In the first sonnet, McKay recalls not wanting to leave his dying mother’s bedside and go to work in the field, but his mother insisted, telling him she would ‘last another day’. Sadly, however, his mother died while he was out.
5. ‘If We Must Die’.
If we must die, let it not be like hogs
Hunted and penned in an inglorious spot,
While round us bark the mad and hungry dogs,
Making their mock at our accursèd lot …
McKay wrote ‘If We Must Die’ in response to mob attacks by white Americans upon African-American communities during an event that became known as the Red Summer. This term was coined by the civil rights activist and author James Weldon Johnson, who organised peaceful protests in response to the racial attacks which took place in a number of cities in the US in 1919.
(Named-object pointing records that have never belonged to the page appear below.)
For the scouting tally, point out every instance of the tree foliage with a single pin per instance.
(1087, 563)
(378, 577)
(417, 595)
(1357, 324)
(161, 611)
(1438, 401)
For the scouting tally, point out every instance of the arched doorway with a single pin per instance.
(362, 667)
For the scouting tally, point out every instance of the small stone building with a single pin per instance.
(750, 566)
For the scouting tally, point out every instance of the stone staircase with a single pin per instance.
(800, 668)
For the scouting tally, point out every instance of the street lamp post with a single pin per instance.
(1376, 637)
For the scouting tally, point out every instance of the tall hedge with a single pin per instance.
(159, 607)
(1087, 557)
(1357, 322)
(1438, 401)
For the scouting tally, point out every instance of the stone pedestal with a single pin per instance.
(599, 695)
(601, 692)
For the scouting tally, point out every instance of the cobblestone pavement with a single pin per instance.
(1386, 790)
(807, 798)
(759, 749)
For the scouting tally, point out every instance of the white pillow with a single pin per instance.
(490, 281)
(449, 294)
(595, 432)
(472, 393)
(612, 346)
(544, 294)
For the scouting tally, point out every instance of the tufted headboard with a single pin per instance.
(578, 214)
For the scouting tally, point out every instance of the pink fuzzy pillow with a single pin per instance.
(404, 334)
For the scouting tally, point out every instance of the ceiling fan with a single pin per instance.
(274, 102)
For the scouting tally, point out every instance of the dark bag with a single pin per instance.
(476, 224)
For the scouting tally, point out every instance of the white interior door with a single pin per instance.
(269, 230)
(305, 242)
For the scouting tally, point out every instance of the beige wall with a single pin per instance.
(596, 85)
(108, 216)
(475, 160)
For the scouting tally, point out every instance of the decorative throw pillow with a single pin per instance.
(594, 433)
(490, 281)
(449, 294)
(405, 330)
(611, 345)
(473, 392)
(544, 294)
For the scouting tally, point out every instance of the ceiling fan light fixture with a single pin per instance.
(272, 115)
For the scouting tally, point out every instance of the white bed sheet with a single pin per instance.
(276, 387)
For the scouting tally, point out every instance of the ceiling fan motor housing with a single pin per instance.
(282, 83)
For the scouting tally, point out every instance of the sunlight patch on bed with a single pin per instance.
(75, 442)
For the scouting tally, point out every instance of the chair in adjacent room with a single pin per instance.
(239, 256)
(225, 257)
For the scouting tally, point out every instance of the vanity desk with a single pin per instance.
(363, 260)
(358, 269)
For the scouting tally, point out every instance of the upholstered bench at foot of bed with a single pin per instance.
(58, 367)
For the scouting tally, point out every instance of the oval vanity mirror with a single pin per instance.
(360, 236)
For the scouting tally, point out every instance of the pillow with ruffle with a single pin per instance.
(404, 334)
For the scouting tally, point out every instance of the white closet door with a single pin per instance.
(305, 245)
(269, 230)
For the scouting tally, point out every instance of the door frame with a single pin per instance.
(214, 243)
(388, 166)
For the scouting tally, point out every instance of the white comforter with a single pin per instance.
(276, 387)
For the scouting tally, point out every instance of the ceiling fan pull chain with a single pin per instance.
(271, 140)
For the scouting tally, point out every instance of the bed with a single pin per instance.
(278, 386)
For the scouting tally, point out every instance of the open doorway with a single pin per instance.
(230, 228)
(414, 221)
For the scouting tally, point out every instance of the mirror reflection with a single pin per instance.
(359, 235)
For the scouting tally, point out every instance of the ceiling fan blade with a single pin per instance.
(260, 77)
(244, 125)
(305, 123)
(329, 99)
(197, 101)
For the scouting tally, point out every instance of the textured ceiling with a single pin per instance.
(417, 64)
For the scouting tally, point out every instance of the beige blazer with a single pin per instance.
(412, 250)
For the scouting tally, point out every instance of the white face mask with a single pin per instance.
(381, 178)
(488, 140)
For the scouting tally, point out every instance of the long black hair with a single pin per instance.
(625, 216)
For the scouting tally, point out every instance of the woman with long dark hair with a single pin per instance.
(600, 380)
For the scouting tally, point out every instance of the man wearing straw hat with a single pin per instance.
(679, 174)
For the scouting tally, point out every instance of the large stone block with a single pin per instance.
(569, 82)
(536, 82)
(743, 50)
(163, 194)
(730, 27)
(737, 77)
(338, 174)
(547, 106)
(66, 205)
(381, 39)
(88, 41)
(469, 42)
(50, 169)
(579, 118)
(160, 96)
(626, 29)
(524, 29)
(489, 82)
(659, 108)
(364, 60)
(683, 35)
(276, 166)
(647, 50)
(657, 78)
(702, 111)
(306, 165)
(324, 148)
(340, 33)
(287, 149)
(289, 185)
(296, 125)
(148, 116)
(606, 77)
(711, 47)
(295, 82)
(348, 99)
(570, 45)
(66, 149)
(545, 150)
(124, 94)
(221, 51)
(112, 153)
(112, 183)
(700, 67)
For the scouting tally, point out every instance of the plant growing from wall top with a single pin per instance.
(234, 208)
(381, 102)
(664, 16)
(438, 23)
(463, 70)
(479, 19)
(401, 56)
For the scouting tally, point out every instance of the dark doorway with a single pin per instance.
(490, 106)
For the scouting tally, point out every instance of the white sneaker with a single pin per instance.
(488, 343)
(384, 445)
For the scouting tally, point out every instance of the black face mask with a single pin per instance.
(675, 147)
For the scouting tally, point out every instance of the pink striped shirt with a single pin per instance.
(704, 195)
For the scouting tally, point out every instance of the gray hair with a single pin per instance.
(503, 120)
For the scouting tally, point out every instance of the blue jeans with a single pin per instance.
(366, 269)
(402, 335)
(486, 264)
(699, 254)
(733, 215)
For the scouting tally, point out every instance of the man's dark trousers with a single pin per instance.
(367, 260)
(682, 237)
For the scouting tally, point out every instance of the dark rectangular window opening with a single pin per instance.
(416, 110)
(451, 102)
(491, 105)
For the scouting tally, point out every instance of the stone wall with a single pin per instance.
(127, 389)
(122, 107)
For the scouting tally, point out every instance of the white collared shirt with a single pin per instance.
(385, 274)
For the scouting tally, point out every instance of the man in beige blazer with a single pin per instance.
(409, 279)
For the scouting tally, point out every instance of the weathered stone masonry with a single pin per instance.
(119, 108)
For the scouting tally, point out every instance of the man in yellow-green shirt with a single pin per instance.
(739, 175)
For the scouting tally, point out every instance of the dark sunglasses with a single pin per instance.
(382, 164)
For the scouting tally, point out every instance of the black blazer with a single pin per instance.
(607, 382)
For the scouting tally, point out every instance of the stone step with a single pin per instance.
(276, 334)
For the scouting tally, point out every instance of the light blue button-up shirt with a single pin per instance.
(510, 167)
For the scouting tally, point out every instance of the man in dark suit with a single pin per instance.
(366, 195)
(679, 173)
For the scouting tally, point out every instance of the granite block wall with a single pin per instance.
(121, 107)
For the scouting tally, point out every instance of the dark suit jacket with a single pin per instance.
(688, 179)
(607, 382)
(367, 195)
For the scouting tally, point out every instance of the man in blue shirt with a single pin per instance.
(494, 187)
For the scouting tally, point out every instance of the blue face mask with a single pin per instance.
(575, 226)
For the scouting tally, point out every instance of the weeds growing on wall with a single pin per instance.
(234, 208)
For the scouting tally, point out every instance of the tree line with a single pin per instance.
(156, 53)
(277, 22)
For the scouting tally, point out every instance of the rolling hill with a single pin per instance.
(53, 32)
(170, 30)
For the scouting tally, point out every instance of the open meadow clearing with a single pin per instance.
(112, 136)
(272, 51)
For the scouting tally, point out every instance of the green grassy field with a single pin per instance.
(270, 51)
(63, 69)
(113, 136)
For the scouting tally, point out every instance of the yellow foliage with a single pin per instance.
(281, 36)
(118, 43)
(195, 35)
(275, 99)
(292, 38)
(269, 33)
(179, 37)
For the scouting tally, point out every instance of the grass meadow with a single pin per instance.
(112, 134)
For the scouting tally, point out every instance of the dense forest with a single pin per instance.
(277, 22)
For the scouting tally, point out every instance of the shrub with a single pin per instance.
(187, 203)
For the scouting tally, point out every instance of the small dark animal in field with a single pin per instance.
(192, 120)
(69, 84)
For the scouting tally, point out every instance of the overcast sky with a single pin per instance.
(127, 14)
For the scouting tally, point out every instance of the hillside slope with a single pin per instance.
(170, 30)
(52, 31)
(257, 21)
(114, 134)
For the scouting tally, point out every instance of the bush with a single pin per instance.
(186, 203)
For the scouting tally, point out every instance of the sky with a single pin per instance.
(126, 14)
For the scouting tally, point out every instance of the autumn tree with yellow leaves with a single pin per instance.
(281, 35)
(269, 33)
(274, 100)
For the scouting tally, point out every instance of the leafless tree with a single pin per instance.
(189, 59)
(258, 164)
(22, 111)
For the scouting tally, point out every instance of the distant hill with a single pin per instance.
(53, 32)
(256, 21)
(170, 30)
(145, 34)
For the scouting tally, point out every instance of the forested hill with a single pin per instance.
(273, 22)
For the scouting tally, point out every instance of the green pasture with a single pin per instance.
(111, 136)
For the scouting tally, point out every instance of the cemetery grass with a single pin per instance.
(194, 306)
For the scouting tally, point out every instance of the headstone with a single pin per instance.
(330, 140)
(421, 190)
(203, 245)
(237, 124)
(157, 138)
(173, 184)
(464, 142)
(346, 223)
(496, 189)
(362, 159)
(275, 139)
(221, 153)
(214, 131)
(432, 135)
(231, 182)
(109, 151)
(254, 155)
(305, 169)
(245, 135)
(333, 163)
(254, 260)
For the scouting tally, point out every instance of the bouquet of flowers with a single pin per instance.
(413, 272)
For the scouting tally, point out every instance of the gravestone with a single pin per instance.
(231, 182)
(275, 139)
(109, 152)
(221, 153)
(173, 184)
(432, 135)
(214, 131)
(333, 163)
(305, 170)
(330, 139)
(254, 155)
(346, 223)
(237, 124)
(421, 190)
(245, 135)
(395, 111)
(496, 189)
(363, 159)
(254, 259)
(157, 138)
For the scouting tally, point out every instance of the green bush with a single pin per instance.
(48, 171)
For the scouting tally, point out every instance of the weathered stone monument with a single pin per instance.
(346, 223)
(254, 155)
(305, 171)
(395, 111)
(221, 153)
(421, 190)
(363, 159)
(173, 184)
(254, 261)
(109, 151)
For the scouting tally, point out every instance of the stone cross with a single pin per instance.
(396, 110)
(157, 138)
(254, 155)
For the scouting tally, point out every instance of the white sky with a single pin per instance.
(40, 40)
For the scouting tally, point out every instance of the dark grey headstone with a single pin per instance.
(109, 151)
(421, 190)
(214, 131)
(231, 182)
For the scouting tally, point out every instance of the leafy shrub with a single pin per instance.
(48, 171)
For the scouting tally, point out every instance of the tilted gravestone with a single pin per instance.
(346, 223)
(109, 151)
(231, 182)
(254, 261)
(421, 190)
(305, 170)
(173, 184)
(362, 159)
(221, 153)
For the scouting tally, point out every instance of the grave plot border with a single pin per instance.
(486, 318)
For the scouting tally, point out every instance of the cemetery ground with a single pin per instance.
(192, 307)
McKay offers a searing criticism of the racial tensions between white and black Americans, viewing the white man as a predatory presence who has power over the black man.
6. ‘Outcast’.
For the dim regions whence my fathers came
My spirit, bondaged by the body, longs.
Words felt, but never heard, my lips would frame;
My soul would sing forgotten jungle songs.
In this poem from 1922, McKay laments the fact that he has had to leave his African heritage behind and live ‘in fee’ to the white man, who pays his wages. Here is another form of ‘enslavement’, or ‘bondage’; but this sonnet concentrates on the effect that this has on the black American’s identity, torn between a land they cannot reconnect with and one they are not made to feel at home in.
7. ‘The White House’.
Your door is shut against my tightened face,
And I am sharp as steel with discontent;
But I possess the courage and the grace
To bear my anger proudly and unbent.
Although McKay later wrote of this 1922 poem, in A Long Way from Home (1937), that the title was not meant to refer to the US President’s official residence, readers cannot perhaps resist picking up on the dual meaning of ‘white house’ here.
In this poem, the ‘hate’ belongs to the white Americans who dwell within that ‘white house’: a symbol of the shuttered and locked world to which McKay and his fellow black Americans are forbidden entry.
8. ‘Africa’.
Thou ancient treasure-land, thou modern prize,
New peoples marvel at thy pyramids!
The years roll on, thy sphinx of riddle eyes
Watches the mad world with immobile lids.
This 1921 sonnet provides a concise history of the continent of Africa, the cradle of human civilisation, the birthplace of the sciences, and the land that gave the world the Great Sphinx and the Pyramids.
But Africa, McKay asserts, has had its way: darkness has ‘swallowed’ it up again, like a ‘harlot’ whose beauty and glory have faded with time.
9. ‘Tiger’.
The white man is a tiger at my throat,
Drinking my blood as my life ebbs away,
And muttering that his terrible striped coat
Is Freedom’s and portends the Light of Day.
In this poem, McKay describes the ‘white man’ as a ‘tiger at my throat’: predatory, powerful, overwhelmingly strong and fierce. Yet that characteristic tone of defiance which we find in so many of Claude McKay’s poems asserts itself once more: never, the poet tells the white man, will he ‘yield’ or submit.
10. ‘America’.
Although she feeds me bread of bitterness,
And sinks into my throat her tiger’s tooth,
Stealing my breath of life, I will confess
I love this cultured hell that tests my youth.
McKay used the symbol of the tiger in several of his poems, although here in this 1921 poem – one of McKay’s best-known – the tiger is gendered as female, adding a potentially sexual dimension to the poem’s imagery.
This is reinforced by McKay’s use of the suggestive word ‘erect’ (‘Giving me strength erect against her hate’), and the visceral image of the female tiger penetrating the male’s throat in a reverse act of sexual dominance or violation.